Once again, it was challenging to find comparable information regarding H. elongata’s anti-ChE activity in the literature. Nonetheless, a previous study on another brown alga, F. vesiculosus, has shown that fractions obtained through SWE also presented no AChE or BuChE inhibition over 50%. Furthermore, as seen in the present study, only the fraction extracted at the highest temperature achieved enzyme inhibition close to 40% [42]. However, André et al. [77] reported anti-AChE activity up to 90% on aqueous extracts (decocted at 100 °C for 30 min) of three different F. vesiculosus samples. Choi et al. [78] also showed that ethanolic extracts of brown alga E. bicyclis possessed potent AChE and BuChE inhibition activity, particularly 68.01% ± 1.37% and 95.72% ± 3.80% at 25 µg/mL, with IC50 values of 2.78 ± 0.07 and 3.48 ± 0.32 μg/mL, respectively. However, their extract was much more active than our fractions.

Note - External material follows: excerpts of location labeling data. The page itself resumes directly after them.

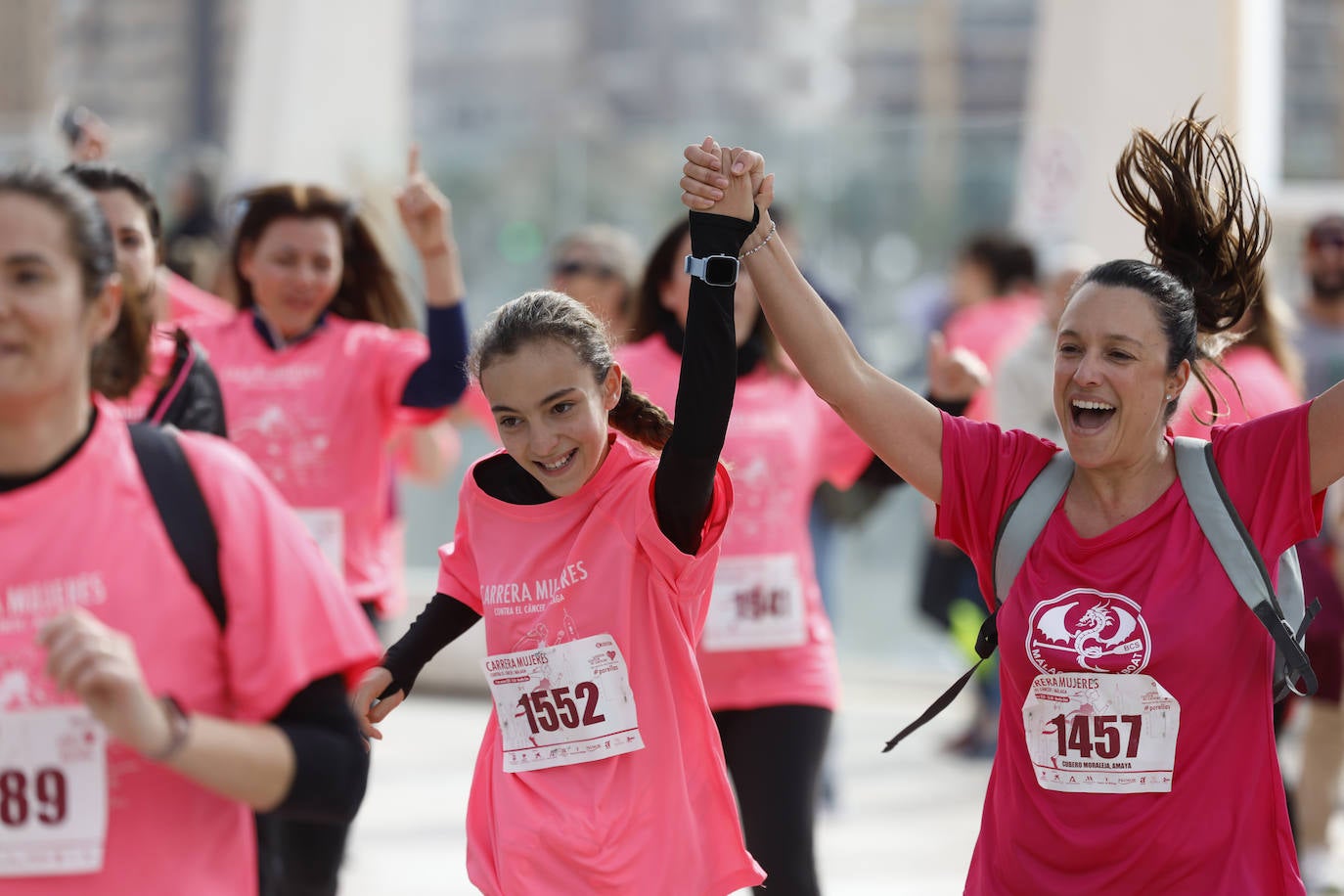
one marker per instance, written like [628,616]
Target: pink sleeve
[690,575]
[843,454]
[984,469]
[457,574]
[291,619]
[397,356]
[1266,467]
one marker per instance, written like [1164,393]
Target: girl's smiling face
[552,413]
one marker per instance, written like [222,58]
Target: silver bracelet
[761,245]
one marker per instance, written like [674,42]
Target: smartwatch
[715,270]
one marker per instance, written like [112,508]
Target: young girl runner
[590,559]
[1109,747]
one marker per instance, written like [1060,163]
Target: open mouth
[556,468]
[1091,416]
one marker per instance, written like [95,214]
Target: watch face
[721,270]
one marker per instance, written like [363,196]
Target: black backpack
[183,511]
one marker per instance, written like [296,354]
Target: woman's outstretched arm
[898,425]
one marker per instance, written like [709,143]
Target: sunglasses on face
[577,269]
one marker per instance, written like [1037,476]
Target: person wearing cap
[600,266]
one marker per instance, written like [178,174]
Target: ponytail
[639,418]
[1206,225]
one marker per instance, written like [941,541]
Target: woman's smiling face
[1110,377]
[552,413]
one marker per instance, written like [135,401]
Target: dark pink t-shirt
[1224,825]
[89,536]
[783,443]
[660,819]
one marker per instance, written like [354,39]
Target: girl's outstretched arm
[683,486]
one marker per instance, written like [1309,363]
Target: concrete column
[27,45]
[1099,70]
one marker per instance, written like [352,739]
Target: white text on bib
[563,704]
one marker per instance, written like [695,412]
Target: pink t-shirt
[190,304]
[1264,389]
[164,834]
[316,418]
[992,330]
[1153,583]
[783,443]
[594,563]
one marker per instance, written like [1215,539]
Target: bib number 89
[550,709]
[1097,734]
[18,792]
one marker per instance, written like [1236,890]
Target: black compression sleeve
[441,622]
[331,763]
[685,484]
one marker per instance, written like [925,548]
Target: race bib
[1100,734]
[563,704]
[755,605]
[327,525]
[53,792]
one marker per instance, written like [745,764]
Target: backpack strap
[183,510]
[1242,560]
[1024,520]
[1017,531]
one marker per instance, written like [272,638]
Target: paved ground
[906,821]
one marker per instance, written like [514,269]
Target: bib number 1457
[1086,735]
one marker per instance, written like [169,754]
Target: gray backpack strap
[1024,520]
[1242,560]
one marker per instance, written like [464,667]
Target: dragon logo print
[1088,630]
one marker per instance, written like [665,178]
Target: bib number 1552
[556,708]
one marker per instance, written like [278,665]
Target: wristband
[179,727]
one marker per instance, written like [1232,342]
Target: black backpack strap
[1017,531]
[985,644]
[183,510]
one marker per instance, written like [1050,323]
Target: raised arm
[427,218]
[683,486]
[898,425]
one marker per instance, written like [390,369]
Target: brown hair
[545,315]
[1206,225]
[121,360]
[369,289]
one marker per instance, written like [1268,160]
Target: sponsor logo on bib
[1086,629]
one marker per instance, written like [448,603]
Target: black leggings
[775,756]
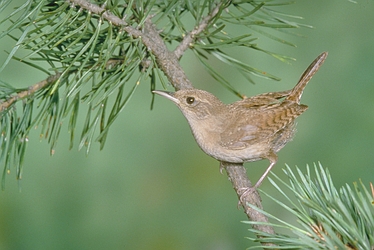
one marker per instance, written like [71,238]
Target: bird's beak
[168,95]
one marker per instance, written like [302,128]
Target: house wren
[248,130]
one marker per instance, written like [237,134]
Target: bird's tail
[297,91]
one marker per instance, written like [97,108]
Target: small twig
[166,60]
[30,91]
[190,37]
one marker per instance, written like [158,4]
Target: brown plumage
[247,130]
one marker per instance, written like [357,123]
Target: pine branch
[86,49]
[29,92]
[190,37]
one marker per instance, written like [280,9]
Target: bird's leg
[273,158]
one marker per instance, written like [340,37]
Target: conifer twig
[189,38]
[29,92]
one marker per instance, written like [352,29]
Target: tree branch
[166,60]
[238,177]
[190,37]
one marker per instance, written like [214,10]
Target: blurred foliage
[328,218]
[152,188]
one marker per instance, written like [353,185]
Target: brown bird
[248,130]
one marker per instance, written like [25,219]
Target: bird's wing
[258,125]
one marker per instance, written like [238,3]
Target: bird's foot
[245,191]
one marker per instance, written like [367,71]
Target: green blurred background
[153,188]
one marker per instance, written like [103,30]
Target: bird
[247,130]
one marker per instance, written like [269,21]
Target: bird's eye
[190,100]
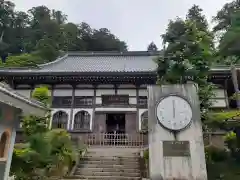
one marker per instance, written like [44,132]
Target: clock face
[174,113]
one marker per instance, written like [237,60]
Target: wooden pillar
[116,88]
[226,92]
[70,126]
[94,106]
[137,106]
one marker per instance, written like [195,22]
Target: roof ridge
[113,53]
[53,62]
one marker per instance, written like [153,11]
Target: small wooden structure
[12,106]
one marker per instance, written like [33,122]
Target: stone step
[114,169]
[121,174]
[77,177]
[109,162]
[108,166]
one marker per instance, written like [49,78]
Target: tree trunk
[235,84]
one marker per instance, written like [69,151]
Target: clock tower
[176,149]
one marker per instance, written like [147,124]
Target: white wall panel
[219,103]
[143,92]
[105,86]
[84,86]
[140,112]
[62,92]
[84,92]
[105,92]
[126,86]
[132,100]
[24,92]
[105,109]
[130,92]
[98,100]
[63,86]
[219,93]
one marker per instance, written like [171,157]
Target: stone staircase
[109,164]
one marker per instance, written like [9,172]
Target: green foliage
[214,154]
[22,60]
[223,119]
[47,152]
[48,32]
[188,53]
[223,19]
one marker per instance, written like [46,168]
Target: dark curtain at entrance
[3,143]
[60,120]
[82,121]
[144,121]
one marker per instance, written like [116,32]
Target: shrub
[215,154]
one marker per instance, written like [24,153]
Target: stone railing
[113,139]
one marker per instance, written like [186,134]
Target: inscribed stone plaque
[176,148]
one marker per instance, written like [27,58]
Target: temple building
[103,92]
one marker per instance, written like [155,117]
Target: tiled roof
[89,62]
[102,62]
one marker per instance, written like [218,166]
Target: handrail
[114,139]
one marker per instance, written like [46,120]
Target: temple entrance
[115,123]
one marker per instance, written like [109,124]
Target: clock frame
[170,128]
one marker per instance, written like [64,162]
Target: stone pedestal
[176,155]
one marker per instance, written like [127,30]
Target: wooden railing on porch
[111,139]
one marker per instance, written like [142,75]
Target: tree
[195,14]
[188,53]
[229,49]
[223,18]
[152,47]
[30,160]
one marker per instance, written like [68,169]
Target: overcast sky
[137,22]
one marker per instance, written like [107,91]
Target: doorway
[115,123]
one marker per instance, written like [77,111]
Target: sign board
[176,148]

These results suggest that the extraction method plays an important role in the anti-ChE activity of algal samples, and SWE may negatively affect this inhibitory capacity. Therefore, further research is required to confirm this conclusion.

4. Conclusions

SWE is a green extraction process proven to be a very efficient technique for obtaining highly bioactive fractions. These fractions are considered safe regarding a total of 51 contaminants (21 pesticides and 30 pharmaceuticals) screened, and their iodine content is safe for consumption, except fraction 1 of Eisenia bicyclis (Kjellman) Setchell, that should be used with caution.

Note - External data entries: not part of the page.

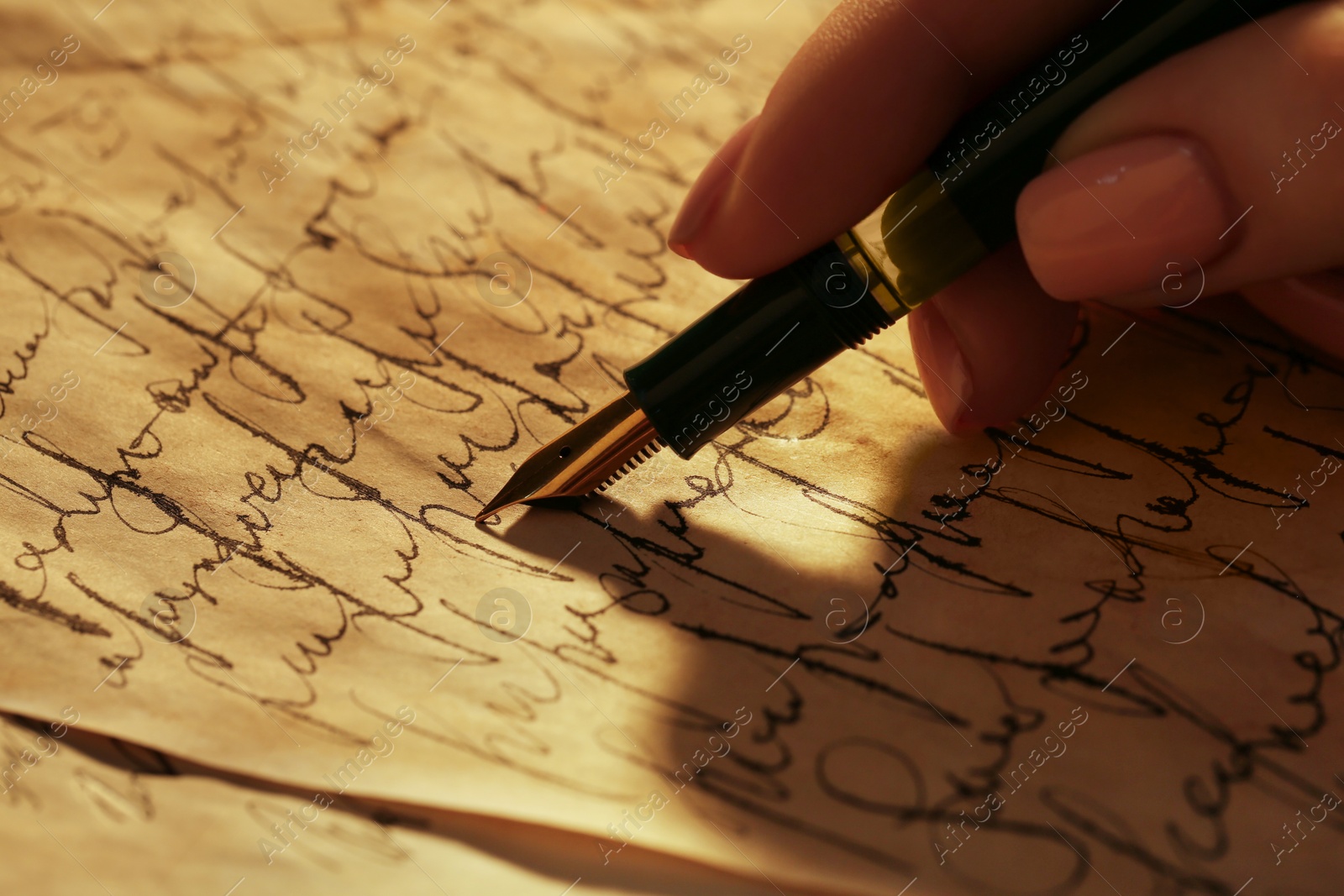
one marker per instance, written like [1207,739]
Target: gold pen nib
[591,456]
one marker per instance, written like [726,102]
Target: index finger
[851,117]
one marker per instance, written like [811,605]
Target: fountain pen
[954,211]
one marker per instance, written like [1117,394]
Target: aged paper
[97,815]
[289,291]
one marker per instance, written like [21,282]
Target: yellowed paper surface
[255,396]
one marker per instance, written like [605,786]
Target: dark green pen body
[953,212]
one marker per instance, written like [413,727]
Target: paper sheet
[97,815]
[250,418]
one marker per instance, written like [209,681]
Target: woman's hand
[1230,155]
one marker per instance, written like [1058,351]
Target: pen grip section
[754,344]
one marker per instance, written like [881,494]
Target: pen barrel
[754,344]
[963,206]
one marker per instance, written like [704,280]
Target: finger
[1227,157]
[855,112]
[990,345]
[1310,307]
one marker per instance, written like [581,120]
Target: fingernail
[707,192]
[1105,222]
[942,369]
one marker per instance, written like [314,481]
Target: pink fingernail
[709,190]
[944,369]
[1105,222]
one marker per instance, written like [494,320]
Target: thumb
[1227,157]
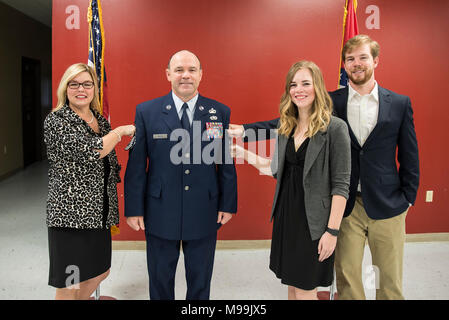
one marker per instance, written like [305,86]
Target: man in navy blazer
[380,123]
[180,181]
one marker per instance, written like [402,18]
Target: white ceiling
[39,10]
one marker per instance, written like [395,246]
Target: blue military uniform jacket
[179,185]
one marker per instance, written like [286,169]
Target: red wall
[246,48]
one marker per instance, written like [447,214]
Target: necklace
[92,119]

In this study on Himanthalia elongata (L.) S.F.Gray and E. bicyclis, the samples’ antioxidant capacity, the total phenolic content, and the Maillard reaction products depended on the extraction temperature. Furthermore, they varied among the fractions extracted, with the third and fourth fractions showing the most promising results.

Overall, even though no significant ChE inhibition was detected (below 50%), fractions 3 and 4 were the ones with the highest biological activities, namely DPPH•, ABTS•+, •NO, and O2•− scavenging activity, which can be tentatively explained due to the presence of Maillard reaction products.

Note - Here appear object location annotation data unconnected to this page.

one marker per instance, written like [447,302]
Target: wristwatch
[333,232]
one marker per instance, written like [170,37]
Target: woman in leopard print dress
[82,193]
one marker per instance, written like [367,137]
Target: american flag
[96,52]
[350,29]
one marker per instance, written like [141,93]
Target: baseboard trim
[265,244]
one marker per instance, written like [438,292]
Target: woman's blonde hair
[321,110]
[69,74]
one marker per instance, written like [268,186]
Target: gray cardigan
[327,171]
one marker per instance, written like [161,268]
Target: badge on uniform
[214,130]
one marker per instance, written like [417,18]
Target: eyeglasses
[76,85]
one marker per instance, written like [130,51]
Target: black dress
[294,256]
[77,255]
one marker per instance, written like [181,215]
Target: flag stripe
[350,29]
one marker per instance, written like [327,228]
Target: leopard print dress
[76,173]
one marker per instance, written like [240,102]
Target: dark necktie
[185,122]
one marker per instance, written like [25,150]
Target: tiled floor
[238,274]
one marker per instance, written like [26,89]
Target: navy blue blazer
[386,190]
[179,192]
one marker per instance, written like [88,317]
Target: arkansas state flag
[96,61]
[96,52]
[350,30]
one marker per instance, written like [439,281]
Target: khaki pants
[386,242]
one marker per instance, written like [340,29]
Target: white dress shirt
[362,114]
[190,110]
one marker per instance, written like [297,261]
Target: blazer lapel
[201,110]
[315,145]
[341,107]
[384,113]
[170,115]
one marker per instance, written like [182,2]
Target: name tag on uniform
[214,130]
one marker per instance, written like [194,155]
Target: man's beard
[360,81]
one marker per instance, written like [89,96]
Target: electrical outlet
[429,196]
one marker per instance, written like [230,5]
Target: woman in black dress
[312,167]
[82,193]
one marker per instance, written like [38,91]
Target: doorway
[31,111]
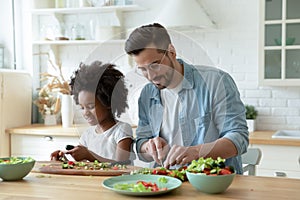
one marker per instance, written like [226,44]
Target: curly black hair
[105,81]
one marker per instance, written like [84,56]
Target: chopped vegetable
[176,173]
[139,186]
[96,165]
[210,166]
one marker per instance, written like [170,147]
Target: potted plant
[251,114]
[49,101]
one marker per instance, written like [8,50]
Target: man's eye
[91,107]
[154,66]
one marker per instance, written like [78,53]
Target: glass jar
[77,32]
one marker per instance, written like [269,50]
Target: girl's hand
[58,156]
[80,153]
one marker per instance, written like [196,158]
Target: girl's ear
[172,51]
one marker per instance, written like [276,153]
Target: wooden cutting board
[55,167]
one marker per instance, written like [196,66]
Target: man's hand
[157,148]
[180,155]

Future research should focus on ascertaining H. elongata’s and E. bicyclis’ ability to inhibit other brain enzymes associated with neurodegenerative etiology, such as tyrosinase and monoamine oxidase A and B.

Lastly, HPLC analysis could provide important insight into the composition of H. elongata and E. bicyclis fractions and the specific compounds responsible for their high antioxidant capacity.